Der Staat tue aber nichts dagegen und komme seinem Auftrag nicht nach, Steuern auf Vermögen und Erbschaften einzuheben. Deshalb sei sie der Idee eines Bürger:innenrats nahegetreten, nach dem Vorbild etwa des Klimarats: "Wenn man auf die Menschen hört, kommen wirklich unglaubliche Dinge dabei heraus."
Finanziert von Engelhorn, geht ein solches Gremium nun an den Start. 10.000 Einladungsbriefe werden dieser Tage versandt. Aus diesen zufällig Ausgewählten sollen in einem zweistufigen Verfahren 50 Personen und 15 Ersatzmitglieder repräsentativ für die Menschen über 16 Jahren in Österreich ausgewählt werden, schilderte Christoph Hofinger vom Foresight Institut (vormals Sora). Von März bis Juni soll dieser "Gute Rat" (http://guterrat.info/) dann - begleitet von einem Moderatorenteam und Experten - Ideen für den Umgang mit der Vermögensverteilung entwickeln und über die Rückverteilung der 25 Millionen Euro entscheiden. Getagt wird an sechs Wochenenden in Salzburg, pro Wochenende gibt es 1.200 Euro Aufwandsentschädigung pro Person.

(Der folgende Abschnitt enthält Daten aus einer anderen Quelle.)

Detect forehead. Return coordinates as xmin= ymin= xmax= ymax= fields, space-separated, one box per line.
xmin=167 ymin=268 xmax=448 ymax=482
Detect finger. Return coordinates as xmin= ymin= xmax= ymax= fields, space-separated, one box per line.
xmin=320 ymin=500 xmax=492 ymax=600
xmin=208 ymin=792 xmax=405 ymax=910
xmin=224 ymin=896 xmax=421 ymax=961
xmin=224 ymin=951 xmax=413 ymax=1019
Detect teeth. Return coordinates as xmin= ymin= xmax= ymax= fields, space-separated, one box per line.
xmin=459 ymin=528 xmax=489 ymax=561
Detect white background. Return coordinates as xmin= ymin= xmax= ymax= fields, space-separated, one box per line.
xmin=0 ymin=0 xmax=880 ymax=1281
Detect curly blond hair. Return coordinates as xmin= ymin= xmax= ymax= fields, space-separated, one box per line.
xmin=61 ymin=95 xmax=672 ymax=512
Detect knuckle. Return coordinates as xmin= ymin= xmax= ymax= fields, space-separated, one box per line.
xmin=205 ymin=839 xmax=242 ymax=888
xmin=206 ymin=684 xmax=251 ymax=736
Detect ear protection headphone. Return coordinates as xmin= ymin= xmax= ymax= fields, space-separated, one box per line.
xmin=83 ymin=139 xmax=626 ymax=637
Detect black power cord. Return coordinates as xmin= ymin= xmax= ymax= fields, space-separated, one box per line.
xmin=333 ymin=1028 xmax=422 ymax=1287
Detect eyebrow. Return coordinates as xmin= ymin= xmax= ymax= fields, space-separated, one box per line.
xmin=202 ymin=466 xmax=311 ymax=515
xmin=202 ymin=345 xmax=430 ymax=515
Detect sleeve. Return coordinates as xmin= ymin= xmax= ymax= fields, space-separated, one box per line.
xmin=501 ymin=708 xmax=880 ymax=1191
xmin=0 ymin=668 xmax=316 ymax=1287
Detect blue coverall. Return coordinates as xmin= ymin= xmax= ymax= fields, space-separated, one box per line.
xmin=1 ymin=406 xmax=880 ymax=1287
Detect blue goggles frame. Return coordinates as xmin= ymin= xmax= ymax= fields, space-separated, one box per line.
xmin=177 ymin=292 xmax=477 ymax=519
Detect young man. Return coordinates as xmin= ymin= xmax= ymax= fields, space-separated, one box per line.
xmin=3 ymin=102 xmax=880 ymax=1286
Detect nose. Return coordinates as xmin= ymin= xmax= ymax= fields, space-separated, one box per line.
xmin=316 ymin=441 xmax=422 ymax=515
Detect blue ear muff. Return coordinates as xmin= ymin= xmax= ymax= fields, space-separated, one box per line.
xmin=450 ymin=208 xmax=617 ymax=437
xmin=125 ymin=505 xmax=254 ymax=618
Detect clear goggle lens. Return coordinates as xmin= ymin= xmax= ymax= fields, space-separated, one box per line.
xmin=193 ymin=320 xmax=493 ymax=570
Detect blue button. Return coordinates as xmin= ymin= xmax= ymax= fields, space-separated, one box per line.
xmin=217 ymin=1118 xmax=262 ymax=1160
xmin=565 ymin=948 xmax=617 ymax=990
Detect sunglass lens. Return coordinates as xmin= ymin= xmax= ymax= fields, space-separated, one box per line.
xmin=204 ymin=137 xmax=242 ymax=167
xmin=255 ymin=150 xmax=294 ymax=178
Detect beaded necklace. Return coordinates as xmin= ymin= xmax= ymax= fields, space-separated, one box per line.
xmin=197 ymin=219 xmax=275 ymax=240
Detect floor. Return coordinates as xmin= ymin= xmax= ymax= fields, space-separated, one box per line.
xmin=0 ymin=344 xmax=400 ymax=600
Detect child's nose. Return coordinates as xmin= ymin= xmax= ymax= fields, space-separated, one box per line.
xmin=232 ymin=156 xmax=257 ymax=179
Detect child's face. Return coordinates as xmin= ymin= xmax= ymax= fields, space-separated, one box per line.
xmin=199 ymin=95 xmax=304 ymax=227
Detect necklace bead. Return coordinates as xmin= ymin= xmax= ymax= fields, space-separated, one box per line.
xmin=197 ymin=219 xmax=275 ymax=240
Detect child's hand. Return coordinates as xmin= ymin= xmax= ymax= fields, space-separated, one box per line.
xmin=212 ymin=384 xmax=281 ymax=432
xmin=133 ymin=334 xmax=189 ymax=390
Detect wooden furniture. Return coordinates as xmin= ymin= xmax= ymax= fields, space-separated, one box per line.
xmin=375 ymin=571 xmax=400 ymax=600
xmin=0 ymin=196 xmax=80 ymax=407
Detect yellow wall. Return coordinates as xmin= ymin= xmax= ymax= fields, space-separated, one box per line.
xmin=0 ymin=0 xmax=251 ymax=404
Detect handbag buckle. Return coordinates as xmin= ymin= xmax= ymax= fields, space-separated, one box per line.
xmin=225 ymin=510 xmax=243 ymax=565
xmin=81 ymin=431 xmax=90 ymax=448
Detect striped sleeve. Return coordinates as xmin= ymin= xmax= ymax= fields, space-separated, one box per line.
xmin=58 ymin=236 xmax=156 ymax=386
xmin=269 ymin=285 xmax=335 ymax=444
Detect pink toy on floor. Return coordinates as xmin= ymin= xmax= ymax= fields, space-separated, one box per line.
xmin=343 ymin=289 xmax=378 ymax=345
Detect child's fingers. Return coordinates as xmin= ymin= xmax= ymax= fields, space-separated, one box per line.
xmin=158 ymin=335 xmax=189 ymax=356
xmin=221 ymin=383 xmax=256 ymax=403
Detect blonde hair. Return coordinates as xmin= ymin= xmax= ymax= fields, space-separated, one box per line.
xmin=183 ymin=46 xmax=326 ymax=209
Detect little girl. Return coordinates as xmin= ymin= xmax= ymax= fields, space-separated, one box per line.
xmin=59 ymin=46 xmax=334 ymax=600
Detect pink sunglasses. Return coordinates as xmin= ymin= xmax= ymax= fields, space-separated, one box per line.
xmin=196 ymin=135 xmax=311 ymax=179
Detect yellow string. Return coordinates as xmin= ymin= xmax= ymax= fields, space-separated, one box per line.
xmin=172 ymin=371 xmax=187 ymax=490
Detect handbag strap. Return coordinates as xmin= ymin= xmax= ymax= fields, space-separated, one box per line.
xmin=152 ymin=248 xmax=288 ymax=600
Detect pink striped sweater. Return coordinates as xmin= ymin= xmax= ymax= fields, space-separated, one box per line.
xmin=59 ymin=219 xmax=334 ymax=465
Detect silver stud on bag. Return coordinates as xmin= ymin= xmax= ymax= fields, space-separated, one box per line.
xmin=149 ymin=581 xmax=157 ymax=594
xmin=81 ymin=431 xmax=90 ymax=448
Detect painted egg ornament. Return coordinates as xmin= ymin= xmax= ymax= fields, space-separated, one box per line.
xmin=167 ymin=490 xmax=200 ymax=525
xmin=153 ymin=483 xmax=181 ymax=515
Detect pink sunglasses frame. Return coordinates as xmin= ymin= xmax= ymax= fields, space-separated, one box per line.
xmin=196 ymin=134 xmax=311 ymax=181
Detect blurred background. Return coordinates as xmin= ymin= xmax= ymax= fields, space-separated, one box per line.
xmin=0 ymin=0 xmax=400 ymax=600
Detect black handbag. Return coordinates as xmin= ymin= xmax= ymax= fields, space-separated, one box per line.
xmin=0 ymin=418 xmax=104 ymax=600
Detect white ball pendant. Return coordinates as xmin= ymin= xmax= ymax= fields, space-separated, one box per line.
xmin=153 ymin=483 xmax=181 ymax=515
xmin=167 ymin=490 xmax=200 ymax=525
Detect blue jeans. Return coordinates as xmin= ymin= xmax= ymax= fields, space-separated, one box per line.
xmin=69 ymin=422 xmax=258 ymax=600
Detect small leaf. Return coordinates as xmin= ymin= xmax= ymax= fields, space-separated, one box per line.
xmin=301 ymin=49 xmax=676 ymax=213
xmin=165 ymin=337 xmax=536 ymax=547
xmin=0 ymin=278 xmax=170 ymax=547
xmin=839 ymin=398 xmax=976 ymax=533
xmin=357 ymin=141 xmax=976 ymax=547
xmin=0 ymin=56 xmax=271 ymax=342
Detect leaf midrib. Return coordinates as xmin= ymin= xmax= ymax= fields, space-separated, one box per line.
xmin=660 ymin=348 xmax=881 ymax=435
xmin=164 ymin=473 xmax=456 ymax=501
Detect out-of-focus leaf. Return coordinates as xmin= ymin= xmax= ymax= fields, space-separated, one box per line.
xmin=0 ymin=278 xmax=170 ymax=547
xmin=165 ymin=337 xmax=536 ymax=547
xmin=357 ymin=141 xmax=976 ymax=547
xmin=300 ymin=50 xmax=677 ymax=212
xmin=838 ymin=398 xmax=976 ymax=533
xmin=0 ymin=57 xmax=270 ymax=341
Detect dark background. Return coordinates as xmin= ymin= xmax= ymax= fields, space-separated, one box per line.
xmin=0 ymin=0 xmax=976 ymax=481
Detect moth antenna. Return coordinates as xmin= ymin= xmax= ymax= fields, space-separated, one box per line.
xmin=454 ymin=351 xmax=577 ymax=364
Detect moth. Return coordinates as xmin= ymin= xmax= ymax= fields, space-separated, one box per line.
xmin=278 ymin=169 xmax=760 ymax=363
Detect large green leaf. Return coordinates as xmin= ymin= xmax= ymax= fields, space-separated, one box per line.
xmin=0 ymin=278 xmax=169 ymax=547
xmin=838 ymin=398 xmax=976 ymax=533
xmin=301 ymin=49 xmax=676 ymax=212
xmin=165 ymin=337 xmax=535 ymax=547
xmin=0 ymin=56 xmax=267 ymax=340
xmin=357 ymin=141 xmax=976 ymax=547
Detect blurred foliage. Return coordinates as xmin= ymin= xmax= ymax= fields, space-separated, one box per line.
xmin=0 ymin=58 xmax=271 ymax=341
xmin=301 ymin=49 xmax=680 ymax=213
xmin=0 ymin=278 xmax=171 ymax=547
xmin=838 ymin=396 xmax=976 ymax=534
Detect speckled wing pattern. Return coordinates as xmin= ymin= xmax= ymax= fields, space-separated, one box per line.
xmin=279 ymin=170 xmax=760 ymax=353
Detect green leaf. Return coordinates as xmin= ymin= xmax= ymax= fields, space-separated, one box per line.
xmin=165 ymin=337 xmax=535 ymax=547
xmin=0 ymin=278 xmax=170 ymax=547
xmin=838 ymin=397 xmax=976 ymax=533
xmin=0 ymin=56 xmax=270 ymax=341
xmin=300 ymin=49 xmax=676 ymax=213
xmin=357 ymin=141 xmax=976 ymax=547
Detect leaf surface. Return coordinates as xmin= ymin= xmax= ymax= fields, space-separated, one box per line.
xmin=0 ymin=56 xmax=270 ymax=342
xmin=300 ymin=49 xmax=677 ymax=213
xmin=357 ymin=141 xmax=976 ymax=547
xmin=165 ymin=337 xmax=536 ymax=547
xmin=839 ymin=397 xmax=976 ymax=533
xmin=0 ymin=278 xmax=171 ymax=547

Dass sie diesen Weg gewählt habe und das Geld nicht einfach selbst verteilt, hat laut Engelhorn einen guten Grund: Es wäre dann weiter ihre Entscheidung, und die Macht bliebe bei ihr. "Ich denke, wenn man die Demokratie ernst nimmt, muss man ihr eine richtige Chance geben." Mit einem Bürgerrat bitte sie ganz normale Menschen, eine Entscheidung zu treffen, ohne sie dabei allein zu lassen: "Dieses Vertrauen ist mir wichtiger, als die Macht bei mir zu bunkern."
Mit dem Geld, das ihr übrig bleibe, wolle sie die Übergangszeit finanzieren, bis sie dann selbst ins Erwerbsleben einsteige. Angst, dass sie diese Lebensentscheidung später bereuen könnte, habe sie nicht; vielmehr freue sie sich, diese Macht abzugeben. "Wenn überreiche Menschen die Welt retten wollten, dann hätten sie es gemacht", erteilte Engelhorn auch der Idee philanthropischer Millionäre eine Absage.
Arbeiterkammer-Präsidentin Renate Anderl zollte Engelhorn in einer Aussendung "großen Respekt" für ihre Entscheidung. "Medien, Parlament und Bundesregierung sollten dieses starke Signal ernst und zum Anlass nehmen, über Millionärssteuern sachlich zu diskutieren und diese zu realisieren", forderte sie. Unterstützung kam auch von den Grünen, die sich für eine Millionärssteuer für Millionenerben aussprachen. Die Arbeiterkammer verwies - ebenso wie das Momentum Institut - auch auf die aktuellen Zahlen der Europäischen Zentralbank (EZB), wonach Österreich die zweithöchste Vermögenskonzentration der Eurozone aufweist.
Ein klares Nein zu Vermögens- und Erbschaftssteuer kam hingegen einmal mehr von der Industriellenvereinigung (IV). Rufe nach einer "willkürlichen Besteuerung von hart erarbeitetem und bereits besteuertem Vermögen" wurden als realitätsfremd bezeichnet. Es brauche keine weiteren standortschädigenden Debatten, wurde in einer Aussendung erklärt.
Zusammenfassung
- Millionenerbin Marlene Engelhorn macht mit der Verteilung ihres Vermögens ernst.
- Vermögen sei in Österreich klar ungleich verteilt, und das sei ungerecht.
- Das reichste Prozent der Bevölkerung besitze knapp 50 Prozent aller Vermögen, mit allen negativen Auswirkungen auf das soziale Gefüge, das politische System oder auch die Medienlandschaft.
- "Ich denke, wenn man die Demokratie ernst nimmt, muss man ihr eine richtige Chance geben."